Provided the latest wave of the coronavirus does not subside, the government will eventually cave to pressure from hospitals and start restricting the daily lives of vaccinated people. Because, by then, it will be the only way to demonstrate that efforts are being made, with intimidation perhaps effective at convincing an extra few thousand people to get the shot.
The coronavirus infection rate is skyrocketing again. In truth, a new wave is rising everywhere in the Baltic Sea region, with the case rate heading up in Finland since the autumnal equinox. But what is the main difference between what is happening across the Gulf of Finland and here? In Finland, only a few people die every week, with October still without Covid casualties. In Estonia, we have already gotten used to between five and ten people dying every day. Why are Estonians dying?
Because we have roughly 100,000 people belonging to risk groups who have not been vaccinated yet. The slackening pace of vaccination mainly relies on young people.
But young and healthy people who have not yet been vaccinated against COVID-19 or the virus spreading in schools are not the problem. Our only real concern is not having immunized enough people in risk groups. The daily mortality rate suggests that problem has been solved in Finland.
The situation is reflected in family doctors' inability to communicate with patients as the former are responsible for fewer than 10 percent of vaccines administered in September. We were told throughout summer that family doctors should get some rest and that they will get back to convincing risk group patients to get the shot come fall. A fool's hope, it now turns out.
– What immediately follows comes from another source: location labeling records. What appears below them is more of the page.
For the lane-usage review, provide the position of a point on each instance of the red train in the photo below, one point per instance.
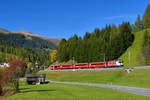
(117, 63)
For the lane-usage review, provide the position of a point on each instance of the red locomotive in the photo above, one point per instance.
(117, 63)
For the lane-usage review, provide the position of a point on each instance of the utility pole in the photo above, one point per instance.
(104, 59)
(129, 57)
(73, 60)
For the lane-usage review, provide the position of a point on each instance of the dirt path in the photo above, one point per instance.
(134, 90)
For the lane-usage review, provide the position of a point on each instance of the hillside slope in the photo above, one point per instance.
(55, 41)
(133, 56)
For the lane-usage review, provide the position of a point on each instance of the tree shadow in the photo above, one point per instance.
(40, 90)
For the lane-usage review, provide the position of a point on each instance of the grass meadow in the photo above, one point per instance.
(137, 78)
(53, 91)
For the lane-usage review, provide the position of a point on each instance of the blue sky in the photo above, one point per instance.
(63, 18)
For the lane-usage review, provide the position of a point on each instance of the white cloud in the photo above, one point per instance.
(120, 17)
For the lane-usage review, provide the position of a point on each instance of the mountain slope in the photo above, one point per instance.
(55, 41)
(134, 56)
(26, 46)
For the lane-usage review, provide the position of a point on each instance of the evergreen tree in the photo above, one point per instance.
(146, 17)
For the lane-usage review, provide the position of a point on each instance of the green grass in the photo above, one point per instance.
(54, 91)
(137, 78)
(136, 57)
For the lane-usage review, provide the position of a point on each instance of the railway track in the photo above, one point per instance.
(98, 69)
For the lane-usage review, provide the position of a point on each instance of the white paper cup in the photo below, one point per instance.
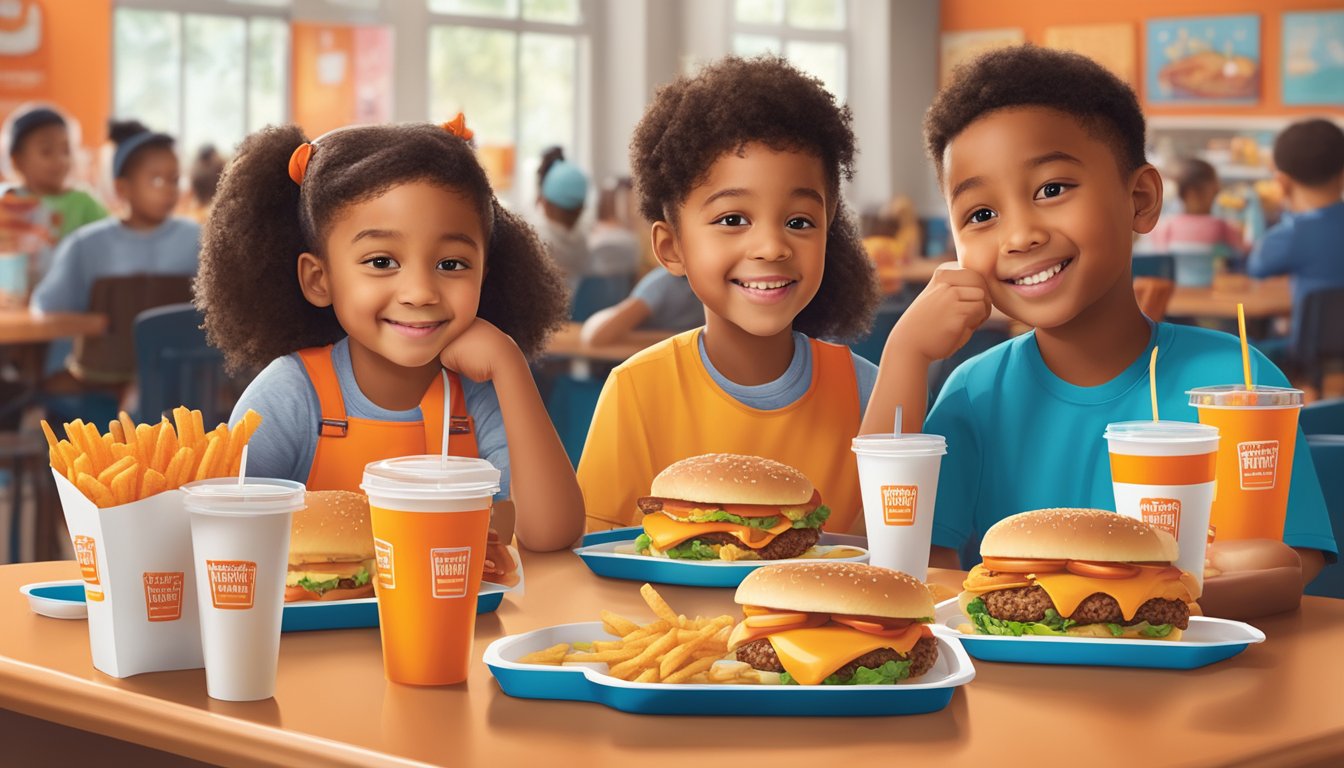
(1163, 474)
(239, 537)
(898, 480)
Heads of the Ministry of Social Affairs are wringing their hands, saying they have done almost everything that can be done to bring vaccination closer to people and much rather spend press conferences talking about booster doses.
They have also been saying for weeks now how the people of Finland trust their country. Which is tragicomic coming from Estonian public officials. The new ministry undersecretary just smiles and says that everyone needs to make an effort whenever they are asked a serious question.
No new openings can be seen, no attempts to try and find new possibilities, and also fail, as you cannot fail if you're not doing anything. The powers that be seem to suffer from an inexplicable stupor even when it is suggested the carrot could be more effective than the stick. Whereas I'm not one to believe it is a problem of stinginess.
Why not consider paying the elderly to get vaccinated, following the example of Lithuania? At least discuss it with behavioral scientists. Make at least a single attempt in a county center sporting a poor vaccination rate, such as Valga. To pay every elderly person willing to be vaccinated €100 in cash on the spot. How much would it cost to vaccinate everyone in risk groups? Just €10 million!
Excuse me, but how much are we currently spending on testing and what is the extent of damage caused by existing measures? Not to mention hospital expenses and the fact hundreds of people who would survive were they vaccinated will be lost this fall and winter.
What will collectively wringing our hands culminate in? Provided the latest wave of the coronavirus does not subside, the government will eventually cave to pressure from hospitals and start restricting the daily lives of vaccinated people. Because, by then, it will be the only way to demonstrate that efforts are being made, with intimidation perhaps effective at convincing an extra few thousand people to get the shot. We saw enough of that last winter. Maybe we don't need to see any more?